In the subjects with T2DM, HDL-cholesterol was lowest after 4 h and was significantly lower than hours 0–3 (p < 0.01) with, again, a stepwise reduction in HDL-cholesterol level (Table 2). Similarly, the HDL-cholesterol levels in the overweight+ group were lowest at hour 4 than the previous hours 0–2 (p < 0.01). In contrast, the HDL-cholesterol levels of the control group were significantly higher than both the T2DM and overweight+ groups (p < 0.01).
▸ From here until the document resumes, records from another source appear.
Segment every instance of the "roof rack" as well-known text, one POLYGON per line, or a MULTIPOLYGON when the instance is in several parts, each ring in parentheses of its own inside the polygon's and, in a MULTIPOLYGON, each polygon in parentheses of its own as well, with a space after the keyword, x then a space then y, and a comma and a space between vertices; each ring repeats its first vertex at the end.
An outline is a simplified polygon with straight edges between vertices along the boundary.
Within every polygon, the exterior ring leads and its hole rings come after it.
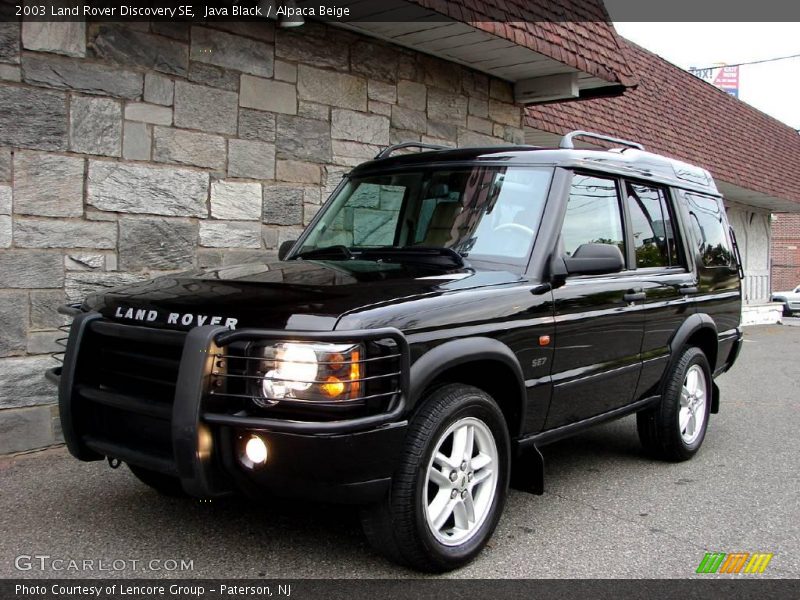
POLYGON ((561 138, 561 143, 558 145, 559 148, 567 148, 572 150, 575 148, 575 143, 572 141, 573 138, 576 137, 588 137, 594 138, 596 140, 603 140, 606 142, 613 142, 615 144, 622 144, 623 146, 630 146, 631 148, 637 148, 639 150, 644 150, 644 146, 637 142, 630 142, 628 140, 622 140, 619 138, 611 137, 610 135, 603 135, 602 133, 592 133, 591 131, 570 131, 567 135, 561 138))
POLYGON ((403 142, 402 144, 394 144, 389 146, 388 148, 384 148, 378 154, 375 155, 375 158, 386 158, 392 152, 396 152, 397 150, 402 150, 403 148, 422 148, 423 150, 452 150, 449 146, 440 146, 439 144, 421 144, 420 142, 403 142))

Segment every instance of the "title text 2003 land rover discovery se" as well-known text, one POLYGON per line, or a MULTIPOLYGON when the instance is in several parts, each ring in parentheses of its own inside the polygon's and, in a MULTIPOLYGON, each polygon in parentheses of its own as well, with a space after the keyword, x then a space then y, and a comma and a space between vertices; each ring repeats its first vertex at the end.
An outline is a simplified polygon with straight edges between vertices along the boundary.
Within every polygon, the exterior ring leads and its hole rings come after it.
POLYGON ((50 373, 70 452, 165 492, 360 503, 379 551, 431 571, 480 551, 509 483, 541 493, 548 442, 635 412, 690 458, 741 343, 722 199, 578 135, 395 146, 281 262, 90 296, 50 373))

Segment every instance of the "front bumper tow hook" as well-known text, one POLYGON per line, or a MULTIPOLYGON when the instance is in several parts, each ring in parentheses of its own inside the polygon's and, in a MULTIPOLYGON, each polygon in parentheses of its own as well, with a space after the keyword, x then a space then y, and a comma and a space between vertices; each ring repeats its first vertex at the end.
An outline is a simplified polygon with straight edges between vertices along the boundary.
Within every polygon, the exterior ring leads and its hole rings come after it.
POLYGON ((106 456, 106 460, 108 461, 108 466, 112 469, 119 469, 119 466, 122 464, 122 461, 118 458, 111 458, 110 456, 106 456))

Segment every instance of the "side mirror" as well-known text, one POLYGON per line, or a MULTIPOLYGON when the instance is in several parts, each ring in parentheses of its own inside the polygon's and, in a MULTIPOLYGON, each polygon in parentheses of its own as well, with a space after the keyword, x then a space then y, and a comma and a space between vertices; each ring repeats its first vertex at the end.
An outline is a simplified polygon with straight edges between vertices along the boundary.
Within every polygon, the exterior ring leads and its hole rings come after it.
POLYGON ((278 260, 283 260, 286 258, 286 255, 289 254, 289 251, 292 247, 297 243, 297 240, 286 240, 285 242, 281 243, 278 247, 278 260))
POLYGON ((625 259, 613 244, 581 244, 572 256, 564 257, 564 265, 570 275, 602 275, 622 271, 625 259))

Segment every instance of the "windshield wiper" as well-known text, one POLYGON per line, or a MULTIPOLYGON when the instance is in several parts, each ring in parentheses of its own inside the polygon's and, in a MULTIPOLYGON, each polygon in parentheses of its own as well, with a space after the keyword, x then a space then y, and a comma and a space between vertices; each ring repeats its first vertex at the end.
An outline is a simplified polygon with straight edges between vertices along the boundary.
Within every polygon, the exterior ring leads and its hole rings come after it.
POLYGON ((295 258, 324 258, 326 256, 341 257, 349 260, 353 258, 353 253, 350 252, 350 248, 347 246, 339 244, 336 246, 323 246, 322 248, 306 250, 298 254, 295 258))
POLYGON ((424 262, 442 267, 463 267, 464 257, 452 248, 438 246, 386 246, 365 248, 359 258, 388 256, 397 262, 424 262))
POLYGON ((425 263, 446 268, 465 266, 464 258, 452 248, 438 246, 385 246, 382 248, 350 248, 343 245, 323 246, 301 252, 295 258, 333 258, 340 260, 389 259, 388 262, 425 263))

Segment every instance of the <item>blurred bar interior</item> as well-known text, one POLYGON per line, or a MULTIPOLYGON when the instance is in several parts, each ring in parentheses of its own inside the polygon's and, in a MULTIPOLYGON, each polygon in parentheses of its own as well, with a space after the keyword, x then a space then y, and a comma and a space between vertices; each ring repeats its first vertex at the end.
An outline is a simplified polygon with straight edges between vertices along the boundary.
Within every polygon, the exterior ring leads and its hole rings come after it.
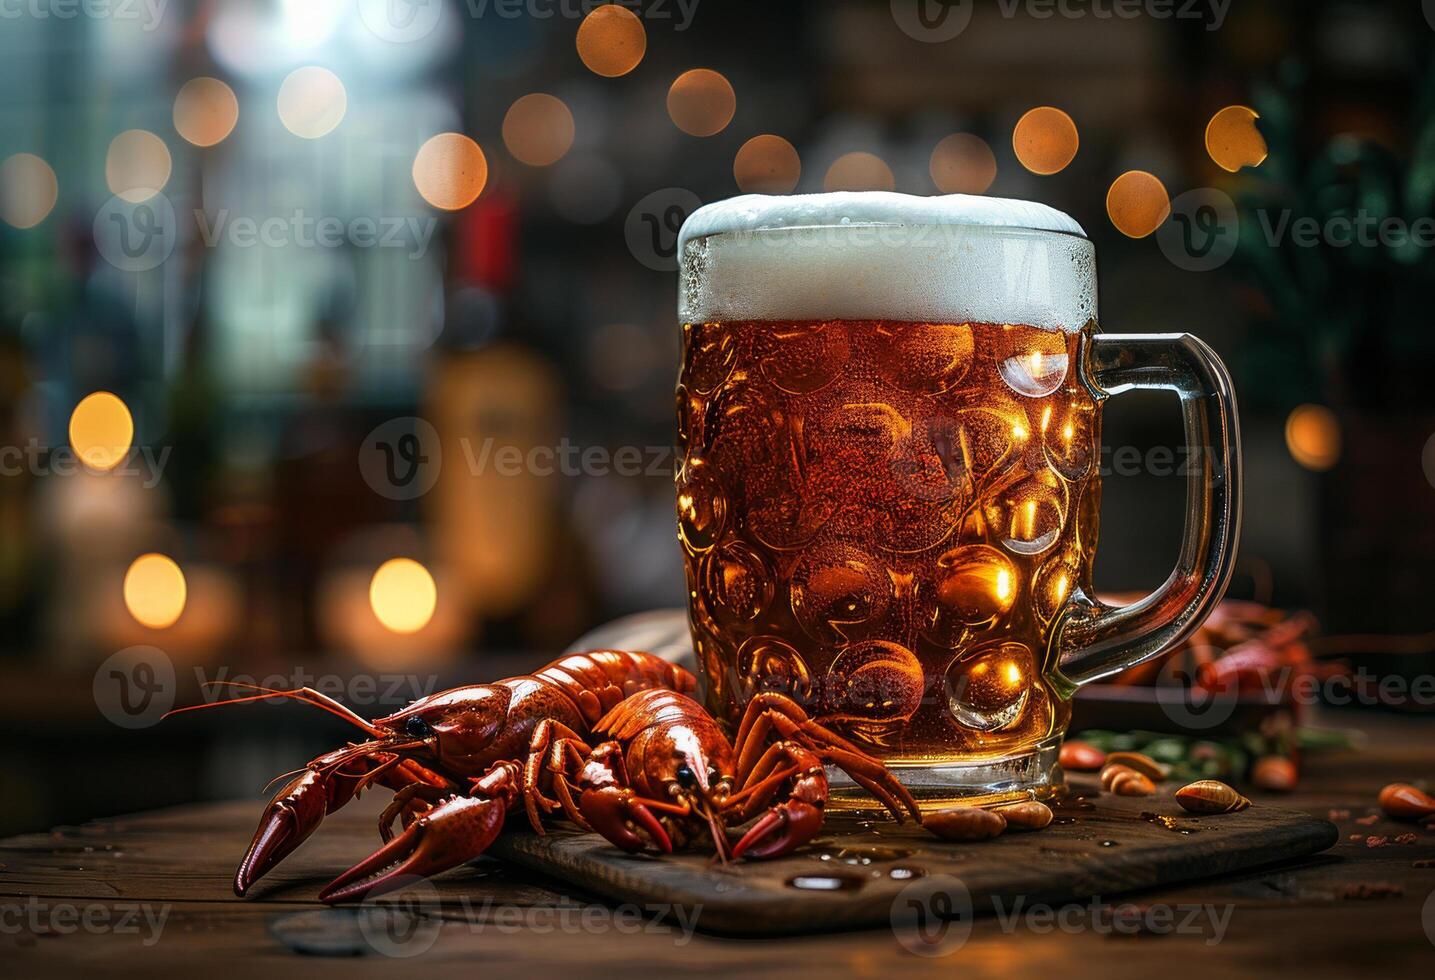
MULTIPOLYGON (((376 715, 681 605, 673 239, 744 190, 1074 215, 1104 329, 1237 372, 1233 594, 1429 647, 1429 249, 1248 241, 1275 209, 1432 214, 1418 4, 978 3, 949 44, 887 0, 63 6, 0 29, 0 832, 256 794, 342 731, 271 704, 116 728, 117 651, 162 650, 176 703, 327 679, 376 715), (1210 271, 1150 233, 1198 189, 1242 218, 1210 271)), ((1107 419, 1097 583, 1148 590, 1179 415, 1107 419)))

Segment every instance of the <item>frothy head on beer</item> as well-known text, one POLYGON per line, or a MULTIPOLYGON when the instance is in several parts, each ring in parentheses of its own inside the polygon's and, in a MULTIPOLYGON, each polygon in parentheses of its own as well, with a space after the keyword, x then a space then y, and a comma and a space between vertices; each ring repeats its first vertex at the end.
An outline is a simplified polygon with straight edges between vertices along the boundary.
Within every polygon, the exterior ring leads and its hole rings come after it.
POLYGON ((678 313, 733 320, 926 320, 1080 330, 1096 316, 1081 226, 1030 201, 882 191, 749 194, 679 236, 678 313))

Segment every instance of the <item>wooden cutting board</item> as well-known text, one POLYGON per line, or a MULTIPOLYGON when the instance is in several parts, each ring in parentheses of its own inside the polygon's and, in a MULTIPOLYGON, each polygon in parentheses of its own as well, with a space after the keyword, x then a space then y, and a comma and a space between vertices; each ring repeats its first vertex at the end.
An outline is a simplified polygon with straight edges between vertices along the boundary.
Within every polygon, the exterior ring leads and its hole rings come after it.
POLYGON ((1325 850, 1337 837, 1334 824, 1298 811, 1258 805, 1197 818, 1169 795, 1092 789, 1089 800, 1070 797, 1056 812, 1045 830, 972 843, 834 813, 802 850, 727 867, 702 854, 625 854, 569 830, 506 834, 490 853, 618 902, 676 907, 704 932, 758 935, 890 927, 894 907, 900 915, 914 901, 951 894, 954 878, 981 915, 1019 899, 1028 907, 1085 902, 1274 864, 1325 850))

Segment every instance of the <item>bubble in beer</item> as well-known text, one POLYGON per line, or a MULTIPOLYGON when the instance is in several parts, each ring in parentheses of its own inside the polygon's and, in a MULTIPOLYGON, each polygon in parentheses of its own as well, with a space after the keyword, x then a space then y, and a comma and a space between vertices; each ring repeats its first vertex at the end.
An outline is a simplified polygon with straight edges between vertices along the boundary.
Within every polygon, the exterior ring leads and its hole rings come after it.
POLYGON ((1039 555, 1061 535, 1066 523, 1065 484, 1050 471, 1021 481, 989 506, 988 520, 1002 545, 1018 555, 1039 555))
POLYGON ((947 708, 957 724, 979 732, 1010 728, 1031 699, 1036 658, 1020 643, 985 647, 947 670, 947 708))
POLYGON ((1065 607, 1077 581, 1075 559, 1070 556, 1057 555, 1043 565, 1036 573, 1036 582, 1032 587, 1037 615, 1047 622, 1055 619, 1065 607))
POLYGON ((1092 427, 1096 404, 1082 393, 1065 401, 1051 401, 1041 410, 1041 443, 1046 461, 1068 480, 1082 480, 1091 472, 1095 456, 1092 427))
POLYGON ((488 182, 483 150, 463 133, 430 137, 414 156, 414 187, 419 196, 443 211, 468 207, 488 182))
POLYGON ((997 158, 980 136, 953 133, 932 150, 928 169, 943 194, 985 194, 997 179, 997 158))
POLYGON ((678 475, 678 535, 693 551, 707 551, 726 524, 722 481, 706 460, 689 457, 678 475))
POLYGON ((969 323, 883 323, 877 337, 877 370, 902 391, 950 391, 972 366, 969 323))
POLYGON ((557 96, 533 92, 516 100, 503 117, 503 145, 520 163, 546 167, 573 145, 573 113, 557 96))
POLYGON ((890 191, 897 181, 892 168, 875 153, 844 153, 832 161, 822 179, 825 191, 890 191))
POLYGON ((787 140, 765 133, 737 151, 732 176, 746 194, 787 194, 802 176, 802 160, 787 140))
POLYGON ((1060 388, 1069 367, 1066 338, 1046 330, 1009 331, 1009 348, 998 353, 1002 380, 1019 395, 1045 398, 1060 388))
POLYGON ((952 479, 971 484, 1006 465, 1021 447, 1015 433, 1026 415, 1014 402, 964 408, 934 428, 937 450, 952 479))
POLYGON ((1286 418, 1286 448, 1308 470, 1322 472, 1340 461, 1340 423, 1324 405, 1300 405, 1286 418))
POLYGON ((846 327, 829 321, 774 327, 758 339, 757 353, 768 381, 789 394, 810 395, 831 384, 852 349, 846 327))
POLYGON ((896 723, 912 717, 922 706, 922 664, 900 643, 867 640, 853 644, 837 655, 827 673, 838 714, 896 723))
POLYGON ((129 129, 110 141, 105 184, 110 193, 138 204, 164 190, 172 166, 164 140, 147 130, 129 129))
POLYGON ((762 556, 741 541, 727 541, 703 559, 702 594, 721 626, 741 626, 772 602, 773 577, 762 556))
POLYGON ((974 631, 990 629, 1011 612, 1017 570, 997 549, 961 545, 937 559, 930 595, 922 603, 923 634, 955 647, 974 631))
POLYGON ((1127 238, 1145 238, 1171 213, 1171 198, 1155 174, 1128 170, 1111 182, 1106 213, 1127 238))
POLYGON ((1206 123, 1206 152, 1222 170, 1235 173, 1258 167, 1267 153, 1266 139, 1256 128, 1260 115, 1248 106, 1228 105, 1206 123))
POLYGON ((678 406, 678 451, 686 453, 702 448, 703 413, 707 402, 685 384, 678 385, 675 400, 678 406))
POLYGON ((217 78, 191 78, 174 97, 174 129, 195 146, 214 146, 239 122, 234 89, 217 78))
POLYGON ((819 545, 792 571, 793 615, 813 639, 860 639, 887 614, 891 581, 871 555, 849 544, 819 545))
POLYGON ((578 25, 578 57, 588 70, 617 78, 638 67, 648 50, 648 34, 638 15, 615 3, 591 11, 578 25))
POLYGON ((1076 157, 1081 140, 1076 123, 1055 106, 1037 106, 1017 120, 1011 147, 1021 165, 1034 174, 1049 176, 1066 169, 1076 157))
POLYGON ((715 136, 737 112, 732 83, 710 68, 679 75, 668 89, 668 117, 689 136, 715 136))
POLYGON ((732 331, 721 323, 684 324, 683 351, 688 383, 704 395, 727 380, 737 357, 732 331))
POLYGON ((753 636, 737 651, 737 669, 748 696, 775 691, 806 701, 812 696, 812 675, 802 655, 775 636, 753 636))

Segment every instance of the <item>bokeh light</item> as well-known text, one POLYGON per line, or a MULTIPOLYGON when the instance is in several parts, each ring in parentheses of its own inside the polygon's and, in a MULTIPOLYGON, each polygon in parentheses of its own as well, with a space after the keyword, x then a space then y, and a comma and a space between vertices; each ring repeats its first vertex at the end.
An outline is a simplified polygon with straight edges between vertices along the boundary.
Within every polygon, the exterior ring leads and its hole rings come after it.
POLYGON ((195 146, 214 146, 234 132, 239 100, 217 78, 191 78, 174 97, 174 131, 195 146))
POLYGON ((685 71, 668 89, 668 117, 689 136, 721 133, 736 112, 732 83, 711 68, 685 71))
POLYGON ((732 175, 737 186, 748 194, 787 194, 802 176, 802 159, 787 140, 764 133, 737 151, 732 175))
POLYGON ((1324 405, 1299 405, 1286 418, 1286 448, 1308 470, 1328 470, 1340 459, 1340 423, 1324 405))
POLYGON ((147 129, 127 129, 110 140, 105 183, 111 194, 137 204, 164 190, 173 165, 164 140, 147 129))
POLYGON ((578 25, 578 57, 588 70, 617 78, 638 67, 648 50, 648 34, 638 15, 617 4, 598 7, 578 25))
POLYGON ((129 455, 135 423, 129 407, 108 391, 80 399, 70 413, 70 447, 92 470, 112 470, 129 455))
POLYGON ((1256 128, 1260 116, 1243 105, 1228 105, 1206 124, 1206 152, 1222 170, 1235 173, 1257 167, 1266 158, 1266 138, 1256 128))
POLYGON ((344 83, 327 68, 296 68, 279 86, 279 121, 295 136, 316 140, 334 131, 349 110, 344 83))
POLYGON ((514 159, 546 167, 573 145, 573 113, 563 100, 544 92, 525 95, 503 117, 503 145, 514 159))
POLYGON ((1171 198, 1155 174, 1128 170, 1111 182, 1106 213, 1121 234, 1145 238, 1171 213, 1171 198))
POLYGON ((1076 123, 1055 106, 1028 110, 1017 120, 1011 148, 1023 167, 1034 174, 1060 173, 1076 157, 1081 139, 1076 123))
POLYGON ((433 576, 412 558, 389 559, 369 581, 369 607, 395 633, 417 633, 428 625, 437 605, 433 576))
POLYGON ((439 133, 414 156, 414 187, 434 207, 457 211, 472 204, 488 182, 483 150, 462 133, 439 133))
POLYGON ((985 194, 997 179, 997 158, 980 136, 953 133, 932 150, 929 169, 944 194, 985 194))
POLYGON ((829 191, 890 191, 897 186, 892 168, 875 153, 844 153, 832 161, 822 187, 829 191))
POLYGON ((60 196, 50 165, 33 153, 16 153, 0 163, 0 221, 33 228, 47 218, 60 196))
POLYGON ((142 626, 162 630, 184 612, 188 587, 173 558, 151 552, 140 555, 125 572, 125 608, 142 626))

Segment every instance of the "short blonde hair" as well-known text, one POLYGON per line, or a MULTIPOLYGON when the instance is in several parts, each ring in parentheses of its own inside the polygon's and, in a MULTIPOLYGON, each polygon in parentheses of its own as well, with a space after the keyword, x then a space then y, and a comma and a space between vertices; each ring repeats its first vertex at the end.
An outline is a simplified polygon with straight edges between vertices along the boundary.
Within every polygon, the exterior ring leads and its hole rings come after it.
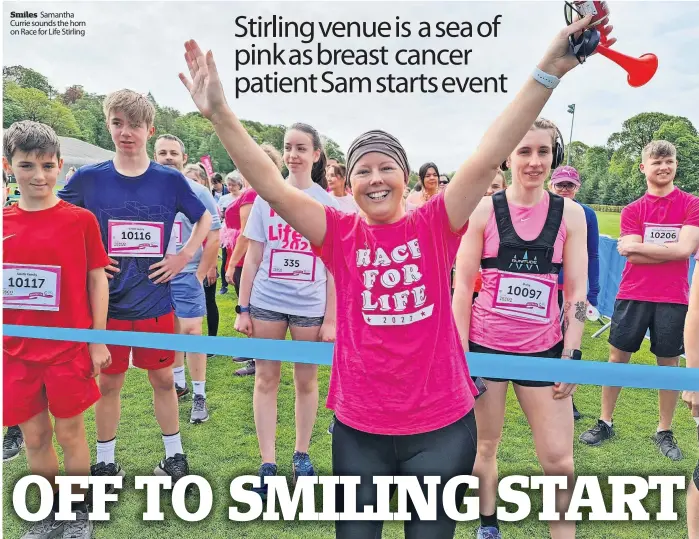
POLYGON ((155 107, 146 96, 133 90, 118 90, 109 94, 103 104, 104 117, 109 121, 112 112, 123 112, 134 124, 151 127, 155 120, 155 107))
POLYGON ((279 150, 271 144, 261 144, 260 148, 262 148, 262 151, 269 156, 272 162, 277 165, 277 168, 281 171, 284 161, 282 160, 282 154, 279 153, 279 150))
POLYGON ((211 189, 211 183, 209 182, 209 175, 206 173, 206 169, 204 168, 204 165, 201 163, 189 163, 188 165, 185 165, 183 174, 186 176, 187 172, 194 172, 197 177, 199 178, 199 182, 202 183, 211 189))
POLYGON ((551 120, 547 120, 546 118, 537 118, 536 121, 534 122, 534 125, 532 125, 532 127, 529 131, 534 131, 535 129, 546 129, 546 130, 550 131, 551 132, 551 147, 555 146, 556 133, 558 131, 558 127, 556 126, 555 123, 553 123, 551 120))
POLYGON ((641 153, 641 159, 645 161, 649 157, 656 159, 658 157, 675 157, 677 148, 667 140, 653 140, 646 144, 641 153))

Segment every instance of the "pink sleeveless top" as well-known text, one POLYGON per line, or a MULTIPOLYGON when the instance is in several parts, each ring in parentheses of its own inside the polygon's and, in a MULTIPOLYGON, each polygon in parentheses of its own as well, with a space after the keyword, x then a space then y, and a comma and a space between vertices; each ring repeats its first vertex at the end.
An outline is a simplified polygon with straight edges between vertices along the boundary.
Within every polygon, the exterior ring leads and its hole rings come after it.
MULTIPOLYGON (((546 194, 530 208, 509 203, 512 224, 520 238, 532 241, 539 236, 546 222, 549 200, 546 194)), ((561 220, 553 248, 554 263, 563 261, 565 240, 565 220, 561 220)), ((485 226, 482 258, 497 257, 499 246, 500 235, 493 211, 485 226)), ((531 275, 484 269, 482 276, 483 285, 471 314, 470 341, 494 350, 533 354, 548 350, 563 339, 557 274, 531 275), (547 296, 548 301, 544 301, 547 296), (533 302, 528 301, 530 297, 533 302), (538 305, 535 305, 536 300, 538 305)))

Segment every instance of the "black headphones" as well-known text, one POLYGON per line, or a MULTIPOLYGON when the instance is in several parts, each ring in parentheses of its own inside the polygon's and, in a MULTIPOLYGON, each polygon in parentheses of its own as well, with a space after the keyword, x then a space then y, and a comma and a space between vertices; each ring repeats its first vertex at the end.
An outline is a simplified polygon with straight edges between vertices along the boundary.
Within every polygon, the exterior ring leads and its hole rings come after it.
MULTIPOLYGON (((561 163, 563 163, 563 157, 565 155, 565 144, 563 142, 563 135, 558 126, 554 126, 556 129, 556 140, 553 143, 553 163, 551 163, 551 170, 557 169, 561 163)), ((500 165, 500 169, 505 171, 509 167, 507 166, 507 161, 503 161, 500 165)))
MULTIPOLYGON (((573 24, 573 11, 575 11, 580 18, 583 18, 584 13, 577 10, 570 2, 565 2, 563 13, 568 26, 573 24)), ((578 59, 578 62, 583 64, 585 60, 587 60, 587 57, 595 52, 597 45, 599 45, 600 33, 598 30, 588 28, 583 31, 577 39, 570 36, 568 41, 570 42, 570 53, 578 59)))

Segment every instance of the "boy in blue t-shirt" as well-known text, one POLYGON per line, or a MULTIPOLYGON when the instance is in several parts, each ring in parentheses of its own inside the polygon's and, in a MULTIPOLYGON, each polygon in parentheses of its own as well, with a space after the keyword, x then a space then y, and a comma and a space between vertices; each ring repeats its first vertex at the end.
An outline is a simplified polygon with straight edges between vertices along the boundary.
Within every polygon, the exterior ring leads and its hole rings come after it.
MULTIPOLYGON (((153 136, 155 108, 131 90, 107 96, 104 115, 116 148, 112 161, 81 167, 58 196, 90 210, 100 224, 110 257, 107 329, 174 333, 170 281, 192 259, 211 226, 211 215, 176 170, 150 160, 146 143, 153 136), (167 256, 175 215, 195 223, 183 248, 167 256)), ((129 356, 148 371, 155 417, 165 445, 165 459, 155 468, 173 481, 189 474, 182 450, 172 363, 175 352, 109 346, 112 364, 100 375, 102 398, 95 405, 97 462, 92 475, 125 475, 114 458, 120 416, 120 393, 129 356)))

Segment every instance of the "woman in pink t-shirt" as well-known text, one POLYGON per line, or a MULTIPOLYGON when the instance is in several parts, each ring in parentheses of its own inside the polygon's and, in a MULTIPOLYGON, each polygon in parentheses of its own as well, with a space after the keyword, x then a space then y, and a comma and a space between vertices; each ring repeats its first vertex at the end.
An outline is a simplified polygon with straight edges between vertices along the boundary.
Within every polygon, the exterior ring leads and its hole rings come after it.
MULTIPOLYGON (((484 197, 471 216, 456 262, 454 317, 466 350, 580 359, 587 294, 587 224, 580 205, 544 190, 552 166, 563 158, 556 126, 539 118, 507 158, 512 185, 484 197), (562 335, 557 283, 565 266, 562 335), (472 303, 473 282, 483 284, 472 303)), ((509 380, 486 378, 476 403, 481 527, 478 537, 497 539, 497 448, 505 419, 509 380)), ((534 435, 546 475, 573 480, 571 384, 512 380, 534 435)), ((572 483, 569 483, 572 484, 572 483)), ((570 492, 560 495, 567 504, 570 492)), ((566 505, 567 507, 567 505, 566 505)), ((574 522, 551 523, 554 538, 575 537, 574 522)))
MULTIPOLYGON (((185 45, 192 81, 180 75, 199 111, 211 119, 233 161, 286 222, 307 238, 336 281, 337 337, 327 406, 335 411, 333 475, 361 478, 356 509, 376 506, 372 477, 470 474, 475 459, 471 380, 451 312, 450 270, 472 211, 498 166, 527 134, 558 78, 579 65, 559 32, 513 102, 489 127, 444 192, 405 213, 410 167, 397 139, 369 131, 347 152, 347 176, 364 214, 323 206, 286 184, 228 107, 213 55, 185 45)), ((543 183, 543 178, 542 178, 543 183)), ((570 412, 569 412, 570 414, 570 412)), ((450 486, 456 486, 452 483, 450 486)), ((436 520, 405 522, 408 537, 452 538, 466 490, 437 503, 436 520), (449 507, 451 505, 451 507, 449 507)), ((342 493, 338 495, 343 508, 342 493)), ((347 510, 344 508, 344 510, 347 510)), ((381 521, 336 522, 337 537, 380 537, 381 521)))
In the T2DM group, LDL-cholesterol levels at baseline were significantly higher than hours 1–4 (p < 0.05). In the overweight+ group, LDL-cholesterol levels at baseline were significantly higher than hours 2–4 (p < 0.05). In the control group, LDL-cholesterol levels at baseline was significantly lower than hours 1 and 2 (p < 0.05) returning to baseline levels after that. T2DM had significantly higher LDL-cholesterol levels than either the control or overweight+ group.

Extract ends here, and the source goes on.